# Global crop reset?



## Resoman (Sep 25, 2019)

I've made a big blunder and accidentally applied the same crop to hundreds of photos. Is there any way I can repair this damage? I fear that I'll have to go to each photo and manually move the four borders back to the edges. I guess this is my pennance...
Gary,
Elgin, TX


----------



## Umberto Cocca (Sep 25, 2019)

Try ctrl + Z it woks sometimes! 

Sent using Tapatalk


----------



## Paul McFarlane (Sep 25, 2019)

Select all the ones you want to reset the crop for
Hit Ctrl - Alt - R (mac - Cmd - Opt - R) and they will all reset with no crop


----------



## Resoman (Sep 25, 2019)

Paul, thanks so much!
However, I can only get it to work on individual photos - using select all doesn't seem to work...


----------



## Johan Elzenga (Sep 25, 2019)

Resoman said:


> However, I can only get it to work on individual photos - using select all doesn't seem to work...

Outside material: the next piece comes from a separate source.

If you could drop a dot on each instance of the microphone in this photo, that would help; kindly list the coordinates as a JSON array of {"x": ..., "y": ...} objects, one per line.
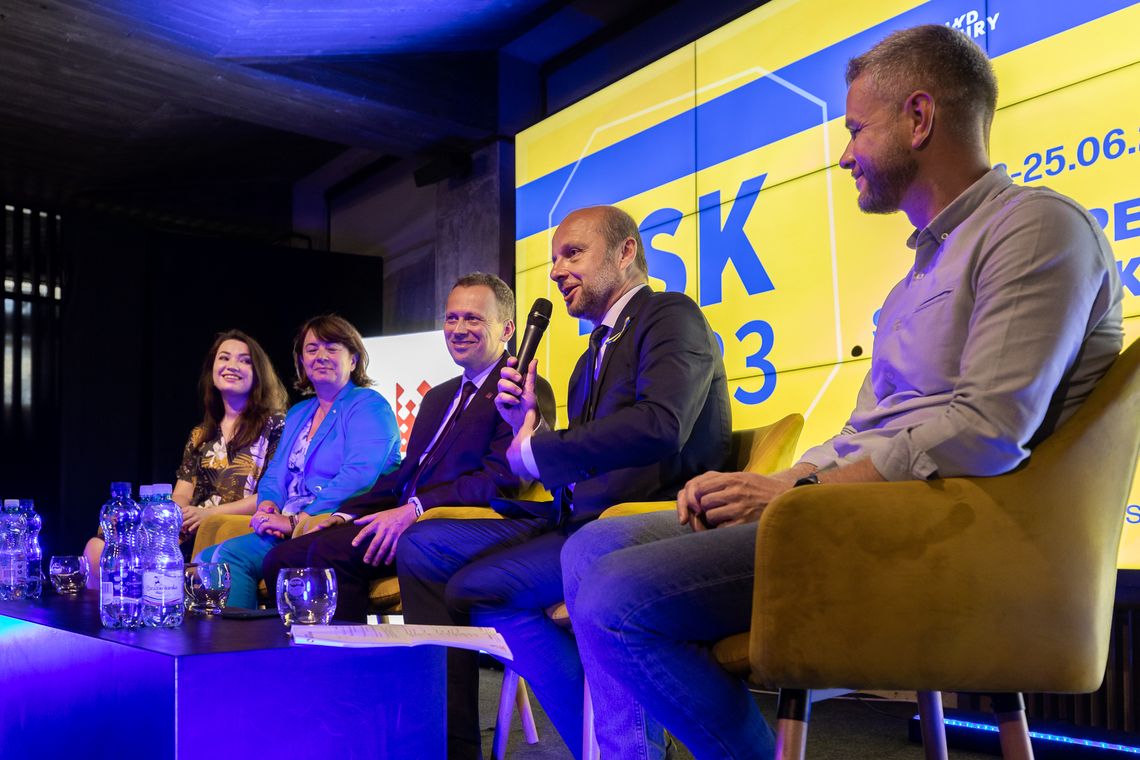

In the Develop module, switch on 'Auto Sync' (the small flip switch left of the Synchronize' button) before you press that key combo.


----------



## Resoman (Sep 25, 2019)

That was it! Thanks to Johan and Paul!
Gary


----------



## MarkNicholas (Sep 26, 2019)

If you now decide to go back and re-crop those photos to what they were before your mishap then the previous crop should be available in "History" but of course you will have to do one by one but once you get into a bit of a rhythm you could this this quite quickly.


----------